Затворничество не шло Федре на пользу. Я пыталась уговорить ее пройтись немного со мной, хотя бы по коридору. Здесь не столкнешься с Ипполитом, уверяла я, правда не упоминая его имени. Здесь не столкнешься с мужчиной. В эту часть дворца никто не заходит. Принцесса понимала, что я права, но в ответ на мои уговоры замыкалась в себе и, покинув главную комнату, которая стала для нас почти темницей, возвращалась в постель, где вскоре снова начинала дремать.
Такой была наша жизнь добрых два месяца после случившегося. До меня доходили слухи о соблазнении Федрой Ипполита. Я злилась, расстраивалась, но ничего не могла поделать. А еще я тревожилась – не из-за репутации принцессы, а из-за того, чем грозят эти сплетни Федре по приезде царя. Я держала ухо востро, но о возвращении Тесея разговоров не было. Со временем я осознала, что нам это только на благо: я, как и прежде, регулярно стирала простыни и одежду принцессы, но после дня, когда на белье было столько крови, что женщина, потерявшая ее, должна была бы обескроветь, я больше не видела ни единого пятна. Я не знала, как поговорить об этом с Федрой, не знала, понимает ли она, что это значит, и осознает ли, почему ей так сложно не отторгнуть съеденное. Тем не менее я предложила Федре, пока не поздно, обратиться к колдунье Медее, у которой может сыскаться зелье для решения проблемы. В ответ она заперлась в своей спальне – темнице внутри темницы.
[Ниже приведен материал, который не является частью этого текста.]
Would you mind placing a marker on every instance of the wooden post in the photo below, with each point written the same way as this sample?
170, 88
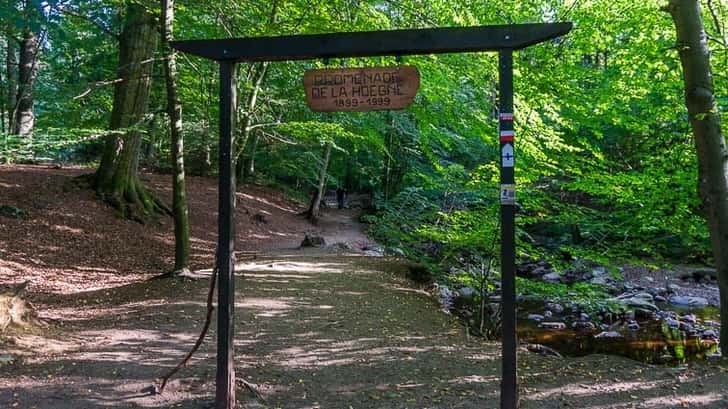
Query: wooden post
509, 388
225, 380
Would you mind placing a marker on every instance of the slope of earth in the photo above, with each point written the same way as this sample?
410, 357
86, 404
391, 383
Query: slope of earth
72, 242
312, 332
314, 329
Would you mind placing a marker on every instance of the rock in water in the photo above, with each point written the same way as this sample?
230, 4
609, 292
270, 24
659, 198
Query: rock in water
536, 317
313, 241
608, 334
552, 325
552, 277
13, 212
688, 301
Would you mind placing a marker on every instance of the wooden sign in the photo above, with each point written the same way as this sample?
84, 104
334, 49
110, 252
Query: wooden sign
361, 89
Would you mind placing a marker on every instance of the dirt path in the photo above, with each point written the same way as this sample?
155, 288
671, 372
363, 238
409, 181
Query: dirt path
316, 328
314, 332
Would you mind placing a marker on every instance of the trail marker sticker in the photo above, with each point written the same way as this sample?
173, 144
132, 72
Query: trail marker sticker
507, 156
507, 136
361, 89
508, 194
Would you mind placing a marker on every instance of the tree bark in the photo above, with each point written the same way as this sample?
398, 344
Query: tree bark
709, 142
250, 165
174, 110
316, 205
116, 180
11, 73
24, 115
242, 139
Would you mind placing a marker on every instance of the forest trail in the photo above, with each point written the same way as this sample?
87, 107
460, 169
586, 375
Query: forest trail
314, 330
316, 327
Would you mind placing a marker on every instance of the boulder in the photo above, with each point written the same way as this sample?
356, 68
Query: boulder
672, 323
13, 212
313, 241
599, 271
554, 307
599, 280
552, 278
536, 317
709, 334
584, 326
552, 325
637, 301
608, 335
688, 301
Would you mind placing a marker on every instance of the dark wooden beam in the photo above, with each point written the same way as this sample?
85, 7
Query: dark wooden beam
375, 43
225, 379
509, 383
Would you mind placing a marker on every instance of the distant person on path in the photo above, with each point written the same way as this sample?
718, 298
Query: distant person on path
340, 196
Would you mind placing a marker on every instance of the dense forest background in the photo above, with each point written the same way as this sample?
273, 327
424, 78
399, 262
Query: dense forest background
606, 163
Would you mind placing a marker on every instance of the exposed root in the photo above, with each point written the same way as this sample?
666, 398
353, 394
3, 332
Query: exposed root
132, 200
15, 311
543, 350
252, 388
203, 333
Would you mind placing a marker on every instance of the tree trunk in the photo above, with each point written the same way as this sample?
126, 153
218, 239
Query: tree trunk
24, 118
11, 73
316, 205
116, 179
250, 165
709, 142
174, 110
242, 139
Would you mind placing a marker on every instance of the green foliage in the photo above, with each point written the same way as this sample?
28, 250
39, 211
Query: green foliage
605, 161
592, 298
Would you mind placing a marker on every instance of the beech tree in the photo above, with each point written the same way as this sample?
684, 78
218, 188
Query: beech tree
116, 178
174, 110
703, 112
24, 114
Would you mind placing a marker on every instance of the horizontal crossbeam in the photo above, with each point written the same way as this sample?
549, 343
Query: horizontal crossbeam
374, 43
Я думала, к нашим покоям никто не приблизится, но ошибалась. Я стала находить под нашей дверью маленькие подношения: букетики полевых цветов, брусочек мыла. Внося их в комнату, я не говорила, от кого подарки, но была уверена, что они от женщины или даже от женщин. Дары от тех, кто понимает, через что прошла принцесса.
Федра
Когда живот начал расти, мне пришлось посмотреть правде в лицо. Я беременна, и, возможно, не одним ребенком. Кандакия, правда, уверяет, что и один бывает большим, даже первенец. У меня ноют лодыжки, во рту жуткий привкус, лицо противоестественно блестит.
Ни я, ни Кандакия не заговариваем о еще большей проблеме, ждущей меня впереди, хотя обе частенько поглядываем на море и обмениваемся тревожными взглядами. Вскоре в Афины вернется Тесей, а тут я, беременная от другого мужчины. Меня изнасиловали, но поверит ли в это Тесей, да и не будет ли ему все равно? Похоже, у меня два варианта: сказать ему правду или воспользоваться оправданием, к которому обращаются женщины в подобной ситуации. Последнее Кандакия изложила так:
– Тесей почитает бога Посейдона, своего отца. Возможно, вы сидели на берегу в ожидании возвращения мужа и вас посетил Посейдон?
Меня замутило от этой мысли. А может, и не от нее. Меня тогда часто мутило.
– Так вот что случилось с моей мамой? Именно поэтому она сказала отцу, что ее околдовала Афродита, заставив воспылать страстью к быку? Все это ложь?
– Естественно, – фыркнула Кандакия. – Разве такое было бы возможно?
– Но Зевс… – начала я и запнулась. Это ведь действительно невозможно. – Тогда почему мой брат был таким? Кто его отец?